Wer sich das kürzlich erschienene „Die Killerhand“-Mediabook von JUSTBRIDGE sichern möchte, sollte schnell sein… denn erfahrungsgemäß sind solche limitierten Auflagen heiß begehrt. Allerdings sollte es nicht lange dauern, bis man eine reguläre Keep-Case-Variante für den schmaleren Geldbeutel nachschiebt. Bei der Ausstattung sollte man aber nicht zu viel erwarten, da sich lediglich ein vom Regisseur eingeleitetes alternatives Ende auf den Discs (Blu-ray & DVD) befindet. Dieses ist allerdings sehr interessant, da es sich stark vom letztlich verwendeten Finale unterscheidet. Ursprünglich sollte es in der Schwimmhalle der Highschool zum Showdown kommen, was dann aber verworfen wurde, da der ernste Ton nicht zum Rest des Films zu passen schien. Würde ich so jetzt nicht unterschreiben, denn trotz unfertiger Effekte macht das geplante Ende einen recht guten Eindruck. Dazu muss gesagt sein, dass mir das letztendlich neu gedrehte Ende etwas zu klamaukig geraten ist und in meinen Augen den größten Schwachpunkt des Filmes darstellt.

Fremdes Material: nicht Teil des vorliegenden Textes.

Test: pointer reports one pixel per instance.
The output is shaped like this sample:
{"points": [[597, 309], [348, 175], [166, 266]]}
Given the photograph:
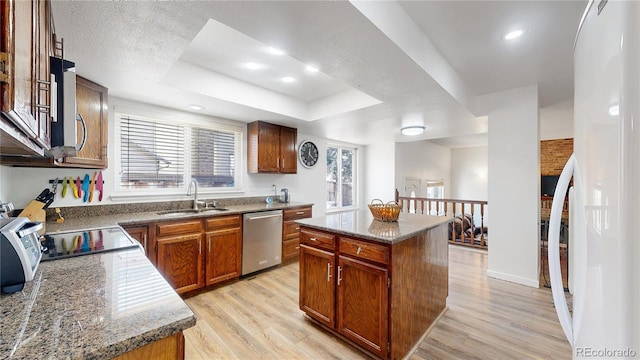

Beim Bild der Blu-ray gibt es nicht viel zu meckern. Das ist meist sauber und bis auf wenige Ausnahmen auch recht scharf. Auch hier sollte man die Qualitätsansprüche nicht an denen einer brandneuen Hochglanz-Multi-Millionen-Dollar-Produktion messen. Der Schuss würde nach hinten losgehen und es wäre unfair dem Publisher gegenüber. Ich bin jedenfalls zufrieden mit der Veröffentlichung. Sowohl mit dem lustig-überdrehten Horror-Klamauk als auch dem Mediabook von JUSTBRIDGE. Dessen (geklammerter und eingeklebter) Buchteil vom geschätzten Christoph N. Kellerbach umfasst 20 schön gestaltete Seiten und hat neben Szenenbildern interessante Einblicke rund um die Entstehung des Films zu bieten. Lediglich das quasi nicht vorhandene Innen-Artwork hinter den Discs hätte man besser lösen können. Apropos „lösen“: Das Back-Paper mit Credits und den technischen Angaben wurde mit einem Klebepunkt auf der Rückseite angebracht. Das ungeliebte FSK-Logo hingegen befindet sich erfreulicherweise AUF der Folie.

Fazit

Ein durchaus gelungenes Mediabook zum akzeptablen Preis. Sauberer Cover-Druck und kräftige Farben… das Auge isst ja schließlich mit. Der Film selbst war und ist eine Horror-Spaß-Granate, die man immer wieder schauen kann. Nicht nur zur Halloween-Zeit eine überdreht-launige Gaga-Parade mit einem blendend aufgelegten (wenn teilweise auch grenzdebilen) Cast. Zwei kleine Beispiele gefällig? Es macht mir Sorgen, dass mir das brutale Ableben von Antons Eltern näher ging als dem Vorzeige-Sohn selbst. Und dann noch Jessica Alba, die einem blutverschmierten Fremden erst den Weg in ihr Zimmer und anschließend in ihr Höschen zeigt. Junge, Junge… solche Erdloch-großen Story-Löcher sollte man vielleicht mit dem Vorspann direkt ausblenden und weiterhin missachten, dann wird’s ein runder 97 Minuten-Fun-Trip. Hand drauf!